Ce n’est donc pas au Québec que l’appellation réservée IGP est destinée. Les études de marché menées par l’industrie montrent en effet que la demande extérieure est là, affirme M. Langlois.

«La poutine est de plus en plus populaire à l'extérieur des frontières du Québec et on voit de plus en plus toutes sortes de choses qui sont mises dans la poutine, puis on continue d'appeler ça de la poutine. Deuxièmement, on a constaté qu'il y a des gens qui voudraient avoir accès au produit d'origine. Ce n'est pas un patrimoine américain ou un patrimoine des autres provinces canadiennes, c'est un patrimoine québécois et on veut le protéger.

«Il y a un intérêt sur le marché américain dans certains créneaux de restauration à plus grande valeur, des produits plus nichés, des produits de spécialité. Et en Europe, il y en a aussi, particulièrement en France et en Allemagne», explique-t-il, précisant que l’on ne vise aucunement le marché de masse puisque, d’une part, le coût du lait est plus élevé au Canada et, d’autre part, qu’il faudra ajouter des coûts pour un transport qui garantira de protéger le produit.

En d’autres termes, le fromage en grains du Québec pourrait devenir un produit haut de gamme à l’étranger. «L'idéal, ce serait d'aller chercher dans ces marchés les gens qui sont prêts à payer un petit peu plus pour avoir le produit d'origine, parce qu'on ne veut pas s'attaquer aux McDonald's de ce monde.»

Ce surplus demandé pour un produit légalement inscrit comme étant d’Indication géographique protégée, ce sont les importateurs qui le paieront, prend-il soin d’ajouter, faisant valoir que les Québécois, eux, ne verront pas le prix de leur fromage en grains augmenter à cause de cela.

Encore de nombreuses étapes

L’appellation réservée IGP de «fromage à poutine du Québec» n’est toutefois pas pour demain. Le Conseil des industriels laitiers n’a pas encore présenté au CARTV le cahier de charge au soutien de sa demande, bien que cela ne saurait tarder. Mais de là, ce cahier de charge devra être examiné par des comités techniques. La Loi sur les appellations prévoit également des consultations publiques de 60 jours, puis un retour devant le CARTV.

Tant du côté de l’industrie, qui planche déjà sur le projet depuis deux ans, que du Conseil des appellations réservées, on parle d’une autre année encore. «On devrait savoir, probablement au début 2027, si on passe à la phase déploiement», précise Charles Langlois, une estimation que corrobore Mme Mondon.

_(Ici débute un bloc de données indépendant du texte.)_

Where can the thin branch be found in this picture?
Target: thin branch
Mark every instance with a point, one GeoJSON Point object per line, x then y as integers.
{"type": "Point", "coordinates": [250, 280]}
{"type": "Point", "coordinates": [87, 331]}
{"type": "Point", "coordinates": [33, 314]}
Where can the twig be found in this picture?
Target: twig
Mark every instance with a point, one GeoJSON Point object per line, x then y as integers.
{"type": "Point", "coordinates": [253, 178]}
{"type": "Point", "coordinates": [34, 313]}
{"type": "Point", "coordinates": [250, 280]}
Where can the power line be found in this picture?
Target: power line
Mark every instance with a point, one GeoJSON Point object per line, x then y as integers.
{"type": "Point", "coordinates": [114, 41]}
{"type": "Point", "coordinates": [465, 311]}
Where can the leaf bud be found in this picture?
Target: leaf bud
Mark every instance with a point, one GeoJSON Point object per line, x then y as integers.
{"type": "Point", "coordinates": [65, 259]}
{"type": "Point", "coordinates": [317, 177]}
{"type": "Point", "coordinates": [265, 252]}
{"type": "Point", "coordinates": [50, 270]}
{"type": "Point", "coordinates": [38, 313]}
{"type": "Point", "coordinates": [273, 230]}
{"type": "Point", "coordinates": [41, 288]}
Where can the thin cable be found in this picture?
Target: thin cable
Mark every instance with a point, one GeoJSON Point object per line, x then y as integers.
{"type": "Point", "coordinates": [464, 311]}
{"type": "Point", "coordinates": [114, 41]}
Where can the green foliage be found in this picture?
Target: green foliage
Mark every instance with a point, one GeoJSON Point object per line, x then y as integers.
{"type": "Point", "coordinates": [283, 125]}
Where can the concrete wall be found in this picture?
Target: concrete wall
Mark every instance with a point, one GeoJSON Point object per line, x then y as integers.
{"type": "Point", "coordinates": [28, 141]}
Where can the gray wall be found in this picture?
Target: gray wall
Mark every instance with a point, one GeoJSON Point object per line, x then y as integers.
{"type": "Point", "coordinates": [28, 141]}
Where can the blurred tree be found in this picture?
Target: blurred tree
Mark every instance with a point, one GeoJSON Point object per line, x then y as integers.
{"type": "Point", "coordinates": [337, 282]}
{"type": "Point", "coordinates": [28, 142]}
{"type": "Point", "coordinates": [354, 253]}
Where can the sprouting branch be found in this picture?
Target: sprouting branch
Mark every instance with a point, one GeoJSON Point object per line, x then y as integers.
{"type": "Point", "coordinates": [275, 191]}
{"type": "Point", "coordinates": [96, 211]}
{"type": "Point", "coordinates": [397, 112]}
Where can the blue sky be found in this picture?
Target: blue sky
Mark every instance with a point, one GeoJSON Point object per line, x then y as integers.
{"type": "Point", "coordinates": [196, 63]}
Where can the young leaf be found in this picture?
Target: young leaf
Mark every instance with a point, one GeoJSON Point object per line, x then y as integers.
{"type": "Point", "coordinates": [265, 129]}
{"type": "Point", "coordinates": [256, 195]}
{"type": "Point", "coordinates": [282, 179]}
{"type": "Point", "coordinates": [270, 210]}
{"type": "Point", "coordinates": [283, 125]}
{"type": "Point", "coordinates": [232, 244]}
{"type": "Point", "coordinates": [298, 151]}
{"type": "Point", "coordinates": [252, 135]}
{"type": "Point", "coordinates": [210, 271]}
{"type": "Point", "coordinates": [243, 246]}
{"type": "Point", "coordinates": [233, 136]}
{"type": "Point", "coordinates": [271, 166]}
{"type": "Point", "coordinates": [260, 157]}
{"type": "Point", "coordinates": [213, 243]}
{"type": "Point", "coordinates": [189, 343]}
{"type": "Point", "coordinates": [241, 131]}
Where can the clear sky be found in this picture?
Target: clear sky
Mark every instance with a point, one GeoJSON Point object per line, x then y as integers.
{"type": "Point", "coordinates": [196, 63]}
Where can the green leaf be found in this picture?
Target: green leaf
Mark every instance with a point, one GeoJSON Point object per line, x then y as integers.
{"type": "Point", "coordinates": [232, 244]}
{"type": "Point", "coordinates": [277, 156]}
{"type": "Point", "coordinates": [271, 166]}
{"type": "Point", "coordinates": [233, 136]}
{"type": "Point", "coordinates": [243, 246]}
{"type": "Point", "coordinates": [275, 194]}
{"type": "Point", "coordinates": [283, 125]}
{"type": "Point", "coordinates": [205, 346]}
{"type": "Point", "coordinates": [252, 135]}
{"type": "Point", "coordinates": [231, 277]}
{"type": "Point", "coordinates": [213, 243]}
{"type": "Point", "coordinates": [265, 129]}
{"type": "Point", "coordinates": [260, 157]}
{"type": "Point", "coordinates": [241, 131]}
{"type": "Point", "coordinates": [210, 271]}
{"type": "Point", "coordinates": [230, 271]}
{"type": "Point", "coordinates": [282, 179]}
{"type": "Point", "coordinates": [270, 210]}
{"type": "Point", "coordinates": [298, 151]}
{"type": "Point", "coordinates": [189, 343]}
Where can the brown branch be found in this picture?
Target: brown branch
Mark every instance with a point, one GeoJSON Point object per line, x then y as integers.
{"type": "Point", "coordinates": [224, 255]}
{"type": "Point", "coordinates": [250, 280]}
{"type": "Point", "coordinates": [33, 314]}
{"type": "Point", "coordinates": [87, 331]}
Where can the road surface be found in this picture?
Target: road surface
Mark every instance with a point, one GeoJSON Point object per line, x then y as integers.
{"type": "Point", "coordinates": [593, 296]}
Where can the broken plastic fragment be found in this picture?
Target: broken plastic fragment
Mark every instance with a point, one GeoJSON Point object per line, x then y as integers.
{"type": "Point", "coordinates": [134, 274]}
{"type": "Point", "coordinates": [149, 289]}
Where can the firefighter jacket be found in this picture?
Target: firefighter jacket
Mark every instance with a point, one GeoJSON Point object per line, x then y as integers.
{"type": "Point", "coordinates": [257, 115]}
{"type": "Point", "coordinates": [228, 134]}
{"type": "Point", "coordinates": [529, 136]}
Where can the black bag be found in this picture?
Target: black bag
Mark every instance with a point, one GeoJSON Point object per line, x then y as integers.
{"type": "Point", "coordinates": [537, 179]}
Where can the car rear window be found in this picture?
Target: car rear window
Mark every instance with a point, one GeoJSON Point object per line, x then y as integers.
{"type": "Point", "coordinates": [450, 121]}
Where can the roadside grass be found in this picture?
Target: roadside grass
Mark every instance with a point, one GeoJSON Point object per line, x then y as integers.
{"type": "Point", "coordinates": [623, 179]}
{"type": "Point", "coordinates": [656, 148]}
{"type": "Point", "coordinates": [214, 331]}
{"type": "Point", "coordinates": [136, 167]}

Mais le CARTV ne partira pas de zéro, précise-t-elle, puisqu’il est impliqué au dossier depuis l’automne dernier. «On accompagne toujours les groupes autant en amont que possible pour orienter, expliquer la loi, explique ce qu'ils souhaitent comme catégorie d'appellation, c'est quoi les prérequis.»

Des exigences rigoureuses

À l’écouter, on se rend compte que ces appellations réservées ne sont pas faciles à obtenir et sont soumises à un contrôle rigoureux. «Ils ont travaillé toutes les caractéristiques du produit, le degré de fonte, la résistance à la chaleur, comment on peut déterminer que, parmi les fromages en grains, il y a peut-être des caractéristiques qu’on veut vraiment retrouver dans cette appellation pour du fromage à poutine du Québec et qu'ils souhaitent protéger.»

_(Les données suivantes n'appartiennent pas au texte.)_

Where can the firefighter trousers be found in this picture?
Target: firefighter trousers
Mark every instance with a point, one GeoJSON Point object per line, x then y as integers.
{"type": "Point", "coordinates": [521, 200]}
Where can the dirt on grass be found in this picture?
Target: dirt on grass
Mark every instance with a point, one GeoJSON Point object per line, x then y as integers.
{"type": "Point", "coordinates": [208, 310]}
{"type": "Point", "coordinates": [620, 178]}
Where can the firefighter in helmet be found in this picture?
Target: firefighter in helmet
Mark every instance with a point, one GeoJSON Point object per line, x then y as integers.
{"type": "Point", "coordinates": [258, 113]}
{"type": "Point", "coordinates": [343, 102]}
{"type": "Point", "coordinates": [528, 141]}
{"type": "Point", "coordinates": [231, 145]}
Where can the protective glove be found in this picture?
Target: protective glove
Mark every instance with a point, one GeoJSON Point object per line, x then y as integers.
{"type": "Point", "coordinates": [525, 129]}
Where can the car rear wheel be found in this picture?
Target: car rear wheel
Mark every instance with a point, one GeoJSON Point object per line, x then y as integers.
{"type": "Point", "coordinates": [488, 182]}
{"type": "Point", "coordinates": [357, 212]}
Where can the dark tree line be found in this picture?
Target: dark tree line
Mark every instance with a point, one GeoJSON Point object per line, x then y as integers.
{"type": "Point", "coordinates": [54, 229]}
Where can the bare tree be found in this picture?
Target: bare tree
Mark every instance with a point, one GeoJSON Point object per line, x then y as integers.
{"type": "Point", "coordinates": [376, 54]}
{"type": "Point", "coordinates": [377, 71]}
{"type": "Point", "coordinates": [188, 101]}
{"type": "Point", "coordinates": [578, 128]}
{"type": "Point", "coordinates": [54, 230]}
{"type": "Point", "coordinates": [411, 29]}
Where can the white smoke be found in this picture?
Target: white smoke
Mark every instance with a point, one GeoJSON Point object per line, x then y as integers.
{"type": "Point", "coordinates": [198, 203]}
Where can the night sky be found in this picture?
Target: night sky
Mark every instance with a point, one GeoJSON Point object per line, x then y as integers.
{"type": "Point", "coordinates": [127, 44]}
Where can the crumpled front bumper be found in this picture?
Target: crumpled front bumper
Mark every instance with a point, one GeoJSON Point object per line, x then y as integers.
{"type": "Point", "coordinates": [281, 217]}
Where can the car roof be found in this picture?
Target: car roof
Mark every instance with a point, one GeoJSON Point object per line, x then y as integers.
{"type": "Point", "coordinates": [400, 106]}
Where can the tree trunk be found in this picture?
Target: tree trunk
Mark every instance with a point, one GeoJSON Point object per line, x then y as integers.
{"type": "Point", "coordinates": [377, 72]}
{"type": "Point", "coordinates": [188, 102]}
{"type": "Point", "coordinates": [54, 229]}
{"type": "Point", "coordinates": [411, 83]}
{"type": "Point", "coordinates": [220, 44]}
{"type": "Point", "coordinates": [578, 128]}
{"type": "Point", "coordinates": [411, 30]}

«Peut-être que tous les fromages en grains aujourd'hui produits au Québec ne se qualifieraient pas dans les spécificités techniques du produit qui va être déterminé», ajoute-t-elle. Bien qu'elle n'en ait pas glissé mot, on ne se surprendra pas si la sonorité distinctive, le fameux «squouik squouik», soit parmi les prérequis.

Et une fois l’appellation octroyée, on ne badine pas avec son respect. Une firme de certification indépendante révisera la certification de chaque fromager annuellement et le CARTV, lui, sera responsable des inspections. «Le certificateur délivre un certificat de conformité qui atteste que ce produit respecte l'appellation, dans ce cas IGP, de "fromage à poutine du Québec". De notre côté, au CARTV, nous avons des pouvoirs d'inspection, de surveillance, une fois que les produits sont sur le marché. Il y a des plans de surveillance dans les marchés publics, sur les sites web, les marketplaces de ce monde, les entreprises, les kiosques et évidemment tous les marchés de détail, pour voir à ce que l'appellation est utilisée à bon escient.»